He summed up his message: "God is asking everyone to become a saint, that is, to live the Gospel in its entirety. I know the word `saint' scares you, because it has become too closely linked to extraordinary people and extraordinary enterprises which always seem beyond our reach. But this cannot be right.

"Christ asks each Christian to become perfect, and this perfection, with his grace, ought to be possible for all. If not, why ask it of us? Why would the Gospels quote Jesus as saying to everyone: `Be perfect, as your heavenly Father is perfect'?"

This view is now familiar, but 60 years ago it constituted a seismic shift. The idea that the butcher, baker and candlestick-maker are each called to canonisable holiness was revolutionary. In some quarters it was seen as heretical, an irresponsible innovation. In Barcelona in 1940 Escriva was condemned from the pulpit and his book The Way was burned in public.

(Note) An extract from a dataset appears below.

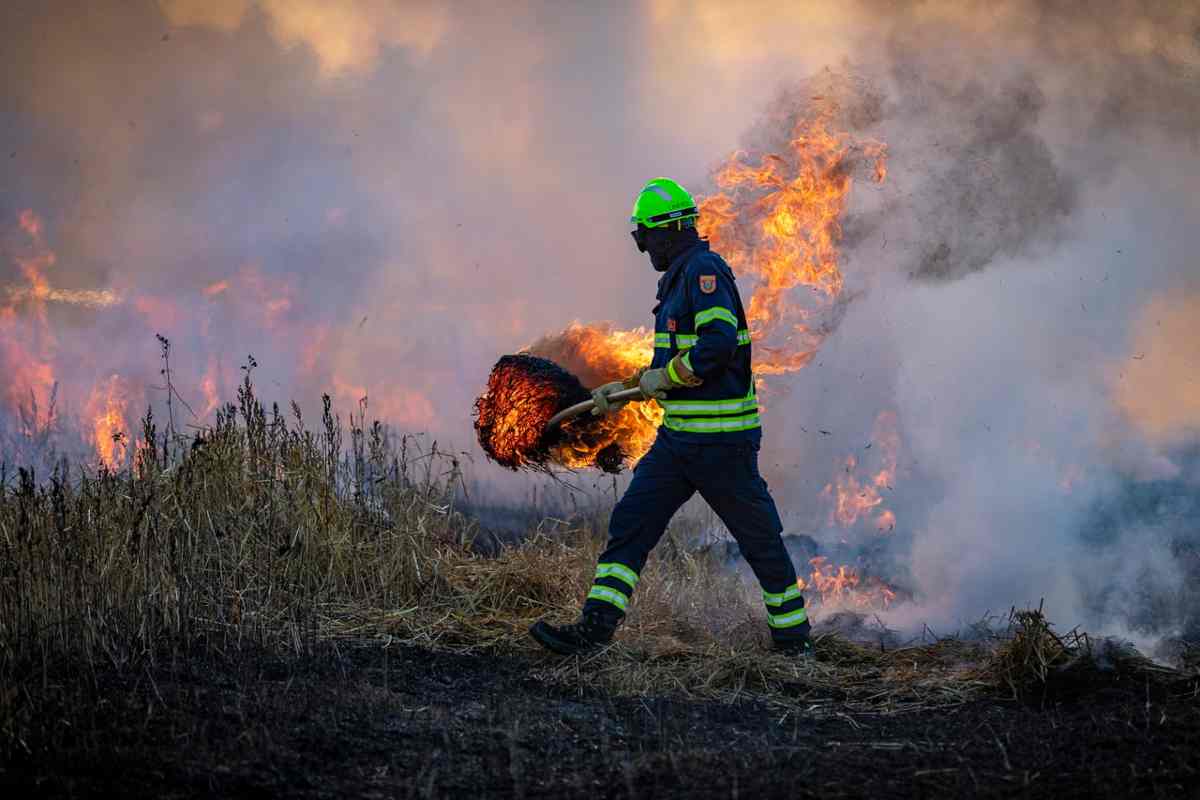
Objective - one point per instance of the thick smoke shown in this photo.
(381, 198)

Undeterred, Escriva not only practised and preached this high ideal, but found ways to help thousands upon thousands of people all over the world to try to live up to it. For all these men and women the rough and tumble of everyday life, the responsibilities of job and family, the joys and stresses of high-tech living, are not to be seen as obstacles to seeking holiness. On the contrary, they are the very stuff of sanctity.

For Escriva the theology was clear. Work is not a curse, or a punishment. The command in Genesis to "till the garden and keep it", the command to work, came before the Fall. Work can be both sanctifiable and sanctifying.

A lot depends on the heart and mind of the doer. For Escriva even the apparently humblest of tasks can become an act of service to God and to neighbour, an act of love with eternal value. In this way the "morning offering" of traditional piety gets new dynamism and depth. No longer is holiness reserved for the privileged few.

Was this teaching new? Escriva would say it was as old as the Gospel but that, like the Gospel, it was also new. In an interview with Time magazine, he explained that "the easiest way to understand Opus Dei is to consider the life of the early Christians: they lived their Christian vocation seriously, seeking earnestly the holiness to which they had been called by Baptism".

But the old mindset lives on. To rule a Leonard Cheshire out of the sanctity stakes is to rule out most lay men and women. Twenty-five years after Escriva's death and 35 years after Vatican II, the idea that all are called to the heights of holiness, and can get there in and through ordinary life, amounts to a revolution that has only just begun.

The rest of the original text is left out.